Terzo, a motivo dell'incontinenza; dice l'Apostolo: Se uno non è in grado di vivere in continenza, si sposi, purché ciò sia fatto nel Signore (cf. 1Cor 7,9. 39). Chi prende moglie per altri scopi, che non siano questi, guai a lui! Inoltre, benché il matrimonio sia in se stesso un bene, tuttavia comporta delle difficoltà e dei pericoli. Dice infatti l'Apostolo nella prima lettera ai Corinzi: «Chi è sposato si preoccupa delle cose del mondo, come possa piacere alla moglie, e si trova diviso» (1Cor 7,33) tra due «preoccupazioni»: quella che riguarda Dio e quella che riguarda la moglie. È difficile procedere nel giusto mezzo, e dividersi così perfettamente tra due impegni, in modo che nessuno dei due venga trascurato.
Sta scritto infatti nel primo libro dei Re che «furono fatte prigioniere due mogli di Davide, e Davide ne fu grandemente rattristato» (1Re 30,5. 6). Se non avesse avuto le mogli, senza dubbio non avrebbe sofferto così tanto. Osserva che, in questo passo del vangelo, per moglie s'intende la lussuria della carne: di essa il vangelo non dice che la comperò, ma che la «prese»: questo perché ogni peccatore fin dal principio della sua esistenza ha con sé la tendenza al peccato della carne.
Ma si domanda: come mai i due primi invitati pregarono di essere ritenuti giustificati, mentre il terzo non lo fece per niente? A questo proposito si deve dire che la passione carnale tiene l'uomo avvinto ai piaceri in modo tale che non desidera per nulla andare alla felicità eterna, e neppure si preoccupa di scusarsi; e così è chiaro che non ama per nulla Dio, quel Dio che invitato dalle preghiere dei padri dell'Antico Testamento ad unire a sé la natura umana, venne benignamente alle nozze.

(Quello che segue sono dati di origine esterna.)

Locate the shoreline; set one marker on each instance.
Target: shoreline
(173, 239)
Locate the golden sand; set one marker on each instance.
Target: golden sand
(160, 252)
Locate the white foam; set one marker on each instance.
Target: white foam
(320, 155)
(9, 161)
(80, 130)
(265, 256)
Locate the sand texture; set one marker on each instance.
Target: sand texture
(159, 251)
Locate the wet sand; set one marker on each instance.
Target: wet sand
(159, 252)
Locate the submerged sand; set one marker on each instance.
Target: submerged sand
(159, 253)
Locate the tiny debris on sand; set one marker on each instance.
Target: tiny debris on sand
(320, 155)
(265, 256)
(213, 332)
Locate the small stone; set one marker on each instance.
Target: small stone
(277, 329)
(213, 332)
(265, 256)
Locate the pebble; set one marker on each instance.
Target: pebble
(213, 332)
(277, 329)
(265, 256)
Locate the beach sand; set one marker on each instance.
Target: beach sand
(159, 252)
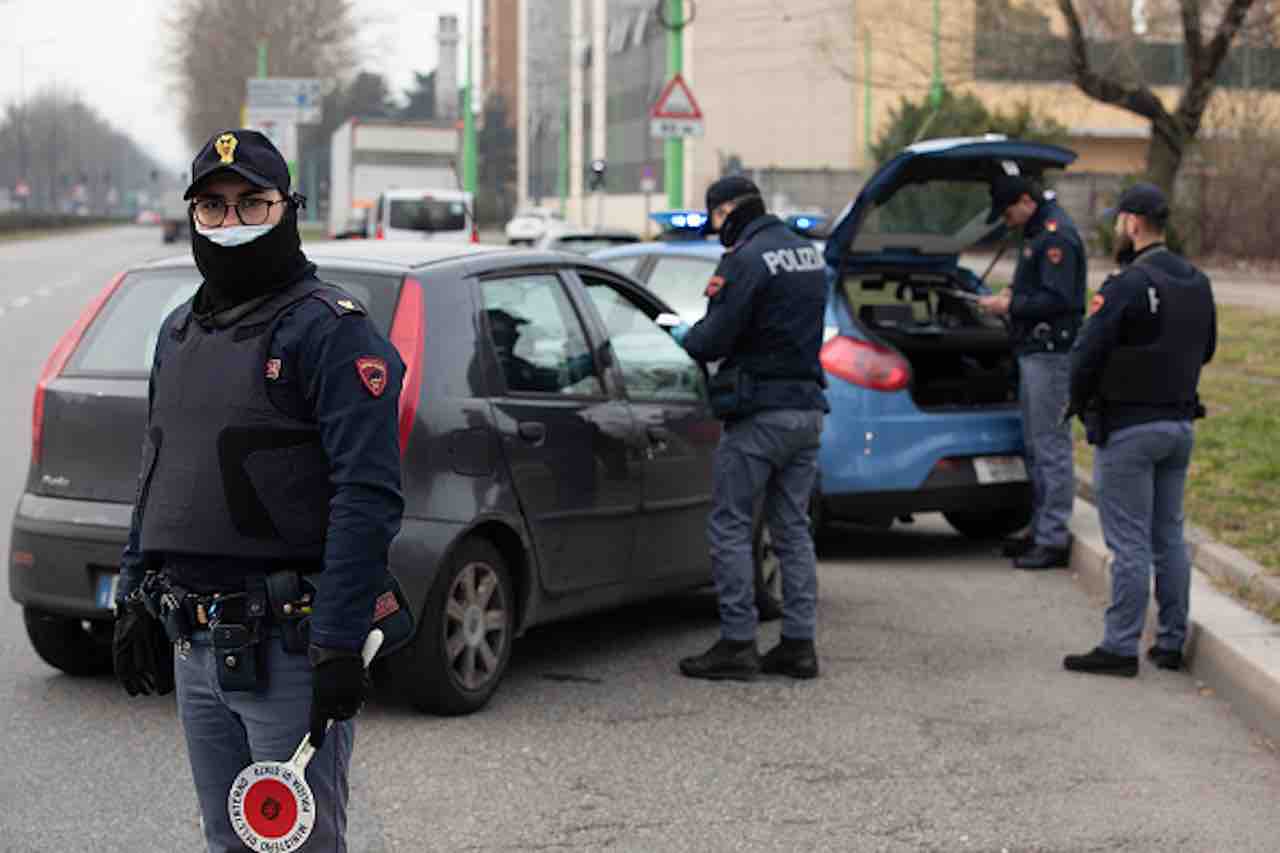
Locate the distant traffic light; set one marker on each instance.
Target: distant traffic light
(598, 169)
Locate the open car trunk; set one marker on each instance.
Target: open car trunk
(960, 356)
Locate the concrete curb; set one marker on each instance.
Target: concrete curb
(1214, 559)
(1230, 648)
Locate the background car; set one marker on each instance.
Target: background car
(583, 241)
(423, 214)
(923, 386)
(556, 447)
(529, 224)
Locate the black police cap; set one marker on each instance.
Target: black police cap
(1005, 190)
(1147, 200)
(245, 153)
(727, 188)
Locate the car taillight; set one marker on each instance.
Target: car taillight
(56, 360)
(407, 338)
(865, 364)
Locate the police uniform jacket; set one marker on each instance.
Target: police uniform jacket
(297, 465)
(1047, 304)
(1151, 328)
(764, 315)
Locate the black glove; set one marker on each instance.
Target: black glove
(141, 652)
(337, 689)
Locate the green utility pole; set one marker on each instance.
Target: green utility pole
(673, 168)
(867, 100)
(936, 83)
(562, 167)
(469, 122)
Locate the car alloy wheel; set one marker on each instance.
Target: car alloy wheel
(476, 625)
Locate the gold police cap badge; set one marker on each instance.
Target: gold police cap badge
(225, 147)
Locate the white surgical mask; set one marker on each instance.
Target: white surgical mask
(233, 235)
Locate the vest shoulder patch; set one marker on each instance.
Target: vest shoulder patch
(339, 302)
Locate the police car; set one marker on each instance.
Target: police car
(923, 386)
(556, 452)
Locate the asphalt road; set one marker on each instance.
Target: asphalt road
(942, 720)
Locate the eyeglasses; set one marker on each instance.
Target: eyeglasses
(251, 211)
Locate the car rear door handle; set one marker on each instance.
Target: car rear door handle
(533, 432)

Ecco che con questa seconda parte del vangelo concorda la seconda parte dell'epistola: «Da questo abbiamo conosciuto l'amore di Dio (Figlio); egli ha dato la sua vita per noi; e quindi anche noi dobbiamo dare la vita per i fratelli» (1Gv 3,16). Fa' attenzione, perché Giovanni tocca qui tre argomenti, cioè Dio, noi e i fratelli. Chi ama Dio non compera la villa del dominio; chi ama la sua anima si libera dal giogo dei cinque sensi; chi ama il prossimo, per il quale è tenuto a dare la vita, non prende certo «moglie» di lussuria, con la quale offenderebbe e scandalizzerebbe il prossimo stesso.
Ti preghiamo dunque, Signore Gesù, di togliere da noi la villa di ogni potere umano, di aiutarci a fuggire i piaceri dei cinque sensi, e a vivere senza la maledetta moglie della concupiscenza, per essere così liberi di entrare alla tua cena. Accordacelo tu, che sei benedetto nei secoli dei secoli. Amen.